新たなブランドなんて発想は美冬にはなかった。
「それは片倉に却下されたよ。壮大過ぎるし現実味がないと言われた。第一金がかかると言われたな」
そう言って槙野は苦笑しているが、活き活きとした瞳はまるで少年のようだ。
「社内で揉んでくれてたの?」
「それはもちろん。うちでやる以上は様々な角度から分析、発案する」
それは、美冬だけでは思いつかなかったことで、服のことばかりを考えている社員からも出てくることはない意見だろう。
「セカンドラインブランドかぁ……。きゅんきゅんするなあ」
「いい案だろ?」
「私は好き! 確かにお金かかりそう。でもその案は夢があって好きだなぁ」
槙野は一瞬目を見開いて美冬を見た。
──ん?
「片倉からはクソ提案だとバッサリ切られたやつなんだ。企画書も作らせてもらえなかった」
「あー、やっぱりあの方笑顔で人を斬れるタイプなんだ」
「そうだな。それはもうバッサリ」
最初、美冬は槙野のことを怖いと思った。
けれどこんな風に話す槙野は怖くない。むしろ、同じ方向を向いて一緒に考えてくれる人なのだという気がした。
この人に任せて、大丈夫。一緒にやっていこう。
美冬はすでにそんな気持ちになっていた。
「今回提携を考えている企業は販路についてはすでにかなり広がっているんだ。郊外はショッピングセンターとか、都心ではファッションビルとかな。その一部のファッションビル内の店舗での限定コラボ企画が今回の提案なんだよ」
「結構具体的に教えてくれてない?」
秘密保持は良いのだろうか。
「それだけでは企業は特定できないだろう。まだ確定でもないしな。そんな企画があるってレベルだ」
「限定とかコラボ企画とか、女子は好きだと思う」
「それはカンフルみたいなもんで、他にもパターンオーダー商品の導入とか、ミルヴェイユに検討してほしいことは結構ある」
「パターンオーダー!」
「そう。ワイシャツなんかは割とあるらしいな。例えばうちの女性社員に聞くとスカート丈なんか、もし好みのもので作れたらいいって話もあった」
槙野の話を聞いていて、先程までの不安よりもワクワクする気持ちの方が湧き出てくる美冬である。
自分の好きな素材や好きな柄、好きな丈、好きなパターンでオーダーできるスカートやワンピース。
特別感が更に増すし、上手くすれば組み合わせは無限でもある。
パターンオーダーなら、型紙があるということなので、作る方にも負担は少ない。聞いていて楽しくなってしまう。

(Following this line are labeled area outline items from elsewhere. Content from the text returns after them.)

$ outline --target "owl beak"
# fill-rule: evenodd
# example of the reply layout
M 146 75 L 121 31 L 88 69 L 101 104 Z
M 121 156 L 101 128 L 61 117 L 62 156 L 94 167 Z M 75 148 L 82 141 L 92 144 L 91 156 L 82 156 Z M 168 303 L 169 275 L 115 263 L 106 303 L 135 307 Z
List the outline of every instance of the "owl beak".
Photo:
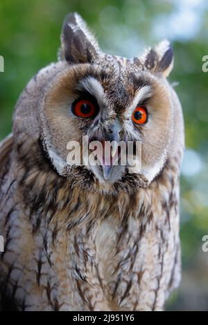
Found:
M 119 142 L 121 140 L 120 133 L 121 129 L 122 127 L 121 123 L 118 120 L 116 120 L 116 121 L 110 125 L 109 129 L 109 133 L 107 137 L 107 139 L 106 140 L 111 142 L 110 157 L 105 157 L 104 155 L 104 163 L 102 164 L 103 178 L 106 180 L 110 178 L 112 170 L 115 165 L 115 162 L 118 161 Z

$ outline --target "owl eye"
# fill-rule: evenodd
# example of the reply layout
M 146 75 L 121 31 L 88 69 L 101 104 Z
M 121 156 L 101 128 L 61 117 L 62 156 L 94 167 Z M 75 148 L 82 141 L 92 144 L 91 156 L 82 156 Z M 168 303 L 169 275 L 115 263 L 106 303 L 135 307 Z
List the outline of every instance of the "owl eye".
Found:
M 132 113 L 132 121 L 137 124 L 144 124 L 148 121 L 148 112 L 145 107 L 137 106 Z
M 73 104 L 72 112 L 78 118 L 92 118 L 96 115 L 97 109 L 92 101 L 78 100 Z

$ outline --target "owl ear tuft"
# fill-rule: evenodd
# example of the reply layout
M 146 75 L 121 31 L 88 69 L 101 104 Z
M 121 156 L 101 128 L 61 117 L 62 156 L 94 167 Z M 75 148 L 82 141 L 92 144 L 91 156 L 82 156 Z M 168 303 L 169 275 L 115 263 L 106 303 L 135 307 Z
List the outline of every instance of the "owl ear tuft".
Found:
M 173 67 L 173 53 L 171 45 L 166 39 L 155 48 L 149 48 L 139 57 L 142 64 L 153 73 L 160 73 L 164 77 L 169 75 Z
M 61 44 L 59 58 L 70 63 L 92 62 L 100 50 L 95 37 L 77 12 L 67 16 L 61 34 Z

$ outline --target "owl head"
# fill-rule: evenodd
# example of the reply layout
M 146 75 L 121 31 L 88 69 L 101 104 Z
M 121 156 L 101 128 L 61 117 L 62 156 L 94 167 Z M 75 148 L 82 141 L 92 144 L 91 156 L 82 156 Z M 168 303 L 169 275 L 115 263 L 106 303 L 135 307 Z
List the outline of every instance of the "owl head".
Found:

「うわー、そうしてみるとうちは本当にまだまだだったのね。ベンチャーキャピタルってそこまでするものなの?」
「うちはその辺は割と幅広く仕事する。いい技術もいい商品も持っているのに経営や商売が上手くなくて会社がなくなる、なんて残念過ぎるだろう」
そういうことで悔しい思いをしているのか、そう言った槙野は眉間にシワを寄せていた。美冬はそのシワを指先で触れて人差し指と中指できゅっきゅと伸ばす。

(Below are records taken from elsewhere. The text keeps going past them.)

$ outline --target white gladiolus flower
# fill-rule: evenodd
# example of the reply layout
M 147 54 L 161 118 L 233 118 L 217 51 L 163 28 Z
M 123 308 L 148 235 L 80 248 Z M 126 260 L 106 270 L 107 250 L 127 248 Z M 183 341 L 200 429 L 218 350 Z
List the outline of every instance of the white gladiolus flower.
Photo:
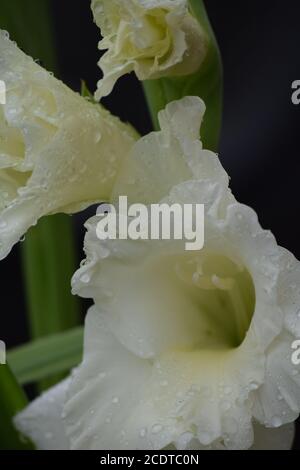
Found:
M 187 0 L 92 0 L 92 10 L 103 36 L 99 49 L 107 49 L 96 99 L 129 72 L 140 80 L 189 75 L 206 56 L 207 37 Z
M 132 129 L 0 35 L 0 258 L 43 215 L 107 199 Z
M 87 259 L 73 278 L 73 291 L 95 303 L 83 362 L 16 418 L 39 448 L 292 444 L 300 263 L 231 195 L 218 157 L 198 140 L 203 112 L 198 98 L 168 105 L 161 132 L 135 145 L 115 194 L 204 203 L 204 249 L 187 252 L 179 240 L 100 241 L 98 218 L 88 221 Z M 49 439 L 56 433 L 59 442 Z

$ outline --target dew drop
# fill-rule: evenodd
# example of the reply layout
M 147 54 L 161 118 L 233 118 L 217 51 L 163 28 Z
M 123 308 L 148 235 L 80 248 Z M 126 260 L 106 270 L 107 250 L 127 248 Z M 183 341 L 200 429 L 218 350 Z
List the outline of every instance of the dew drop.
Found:
M 282 420 L 279 418 L 279 416 L 273 416 L 271 419 L 271 424 L 274 426 L 274 428 L 279 428 L 279 426 L 282 425 Z

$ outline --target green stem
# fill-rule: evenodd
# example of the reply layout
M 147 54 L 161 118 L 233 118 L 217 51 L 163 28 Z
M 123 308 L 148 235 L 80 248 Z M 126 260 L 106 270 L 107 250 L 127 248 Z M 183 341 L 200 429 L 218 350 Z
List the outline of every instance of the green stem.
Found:
M 157 114 L 184 96 L 199 96 L 206 104 L 201 129 L 204 147 L 218 151 L 222 119 L 222 62 L 219 48 L 202 0 L 189 0 L 190 9 L 209 38 L 207 55 L 200 69 L 184 77 L 166 77 L 143 83 L 153 125 L 159 128 Z
M 0 26 L 27 54 L 57 74 L 51 0 L 1 0 Z M 42 219 L 26 235 L 22 255 L 31 337 L 78 325 L 78 300 L 70 293 L 77 266 L 71 218 L 56 215 Z M 40 388 L 57 380 L 44 382 Z
M 68 330 L 79 324 L 78 300 L 71 294 L 76 269 L 71 219 L 55 215 L 40 220 L 23 244 L 24 280 L 33 339 Z M 43 381 L 47 388 L 61 376 Z

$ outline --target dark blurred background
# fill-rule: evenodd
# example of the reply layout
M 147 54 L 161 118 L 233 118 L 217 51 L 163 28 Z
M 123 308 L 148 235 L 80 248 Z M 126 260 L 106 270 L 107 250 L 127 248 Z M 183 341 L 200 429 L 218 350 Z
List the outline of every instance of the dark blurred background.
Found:
M 279 244 L 300 259 L 300 105 L 291 102 L 291 83 L 300 80 L 300 2 L 205 3 L 224 64 L 220 158 L 231 176 L 231 188 L 239 201 L 258 212 Z M 61 78 L 76 90 L 83 79 L 94 91 L 100 78 L 99 30 L 89 1 L 52 0 L 52 9 Z M 133 75 L 120 80 L 104 104 L 140 133 L 151 130 L 142 89 Z M 88 215 L 74 217 L 79 259 Z M 0 275 L 0 337 L 11 347 L 27 339 L 19 247 L 1 262 Z M 300 449 L 299 432 L 295 448 Z

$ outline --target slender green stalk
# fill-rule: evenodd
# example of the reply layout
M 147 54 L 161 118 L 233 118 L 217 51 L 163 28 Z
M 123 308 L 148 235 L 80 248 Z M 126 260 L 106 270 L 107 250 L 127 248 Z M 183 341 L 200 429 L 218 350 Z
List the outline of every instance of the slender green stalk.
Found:
M 22 385 L 69 372 L 82 360 L 83 327 L 47 336 L 8 353 L 12 371 Z
M 1 0 L 0 26 L 27 54 L 57 74 L 51 0 Z M 22 255 L 31 337 L 78 325 L 78 301 L 70 292 L 77 265 L 71 218 L 56 215 L 42 219 L 26 235 Z M 58 379 L 46 381 L 40 388 Z
M 205 148 L 218 151 L 222 118 L 222 62 L 203 1 L 189 0 L 189 4 L 209 38 L 204 62 L 192 75 L 147 80 L 143 86 L 155 129 L 159 128 L 158 112 L 169 102 L 188 95 L 202 98 L 206 104 L 206 114 L 201 139 Z
M 77 299 L 71 294 L 76 269 L 71 219 L 41 219 L 23 246 L 24 280 L 30 312 L 30 333 L 36 339 L 72 328 L 79 322 Z
M 33 449 L 13 425 L 12 418 L 27 405 L 26 396 L 7 365 L 0 365 L 0 450 Z

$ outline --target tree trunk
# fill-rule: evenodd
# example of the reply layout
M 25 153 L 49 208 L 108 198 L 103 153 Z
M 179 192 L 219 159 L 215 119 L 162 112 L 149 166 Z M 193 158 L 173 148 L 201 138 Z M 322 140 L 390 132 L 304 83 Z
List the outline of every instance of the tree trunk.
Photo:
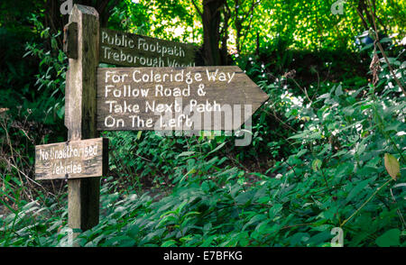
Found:
M 207 66 L 222 65 L 219 28 L 225 3 L 226 0 L 203 0 L 203 58 Z

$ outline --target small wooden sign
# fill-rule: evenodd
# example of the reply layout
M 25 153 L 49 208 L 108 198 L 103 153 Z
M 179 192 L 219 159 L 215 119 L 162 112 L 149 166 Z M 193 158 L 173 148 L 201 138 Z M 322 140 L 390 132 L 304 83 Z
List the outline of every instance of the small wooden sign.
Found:
M 195 66 L 196 46 L 100 29 L 99 61 L 128 67 Z
M 99 131 L 232 131 L 268 99 L 236 66 L 98 69 Z
M 101 177 L 108 167 L 108 139 L 35 146 L 35 179 Z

「真面目な顔しちゃって。そんな顔しなくても大丈夫。私は社員を信じてる。でもだからこそ、守ってあげたいし、もっと頑張りたいの」
槙野は美冬のその手を掴んだ。
「お前さぁ、俺のこと、どうしたいの?」
「どう……?」
はーっと深い吐息が槙野から聞こえた。
よし、この機会だ言っておこう。
「祐輔、そのため息やめてほしい」
「んぁ? ため息?」
「気づいてないの? すごく深いため息よくしているわよ。他の人が聞いたら……」
「ため息じゃない。深呼吸だ」
え? 深呼吸?
「だから、そういうところ」
また、大きく息を吸っていて、大きく息を吐きそうなところを美冬に指摘されたからか、そっと吐いている。
──本当だ。深呼吸だわ。
「ごめん。本当に深呼吸だったのね」
「いや。美冬が不快なら直す。大きく息をすると落ち着くんだ」
つまり、美冬といる時にその回数が多い、ということは落ち着かないということなのだろうか。
「スポーツしてた頃からのルーティンなんだろうな」
「スポーツ! 何してたの?」
「水泳。高校の途中でやめたけど」
あまり聞いてほしくなさそうだったので美冬はそれでその会話はやめることにした。
美冬はそれよりもその深呼吸の回数が美冬の前で多いことの方が気になったのだ。
「それって、その深呼吸が多いって私と一緒なのは落ち着かないってことかな」
「ああ。落ち着かないな」
ががーん! である。
とてもショックだ。
(いや、どうせ好みじゃないしね、契約なんだしね、ショックを受けることはないんだけどね。なんだろうすごーくへこむわ……)
一方の槙野にしてみれば落ち着くわけがないのだ。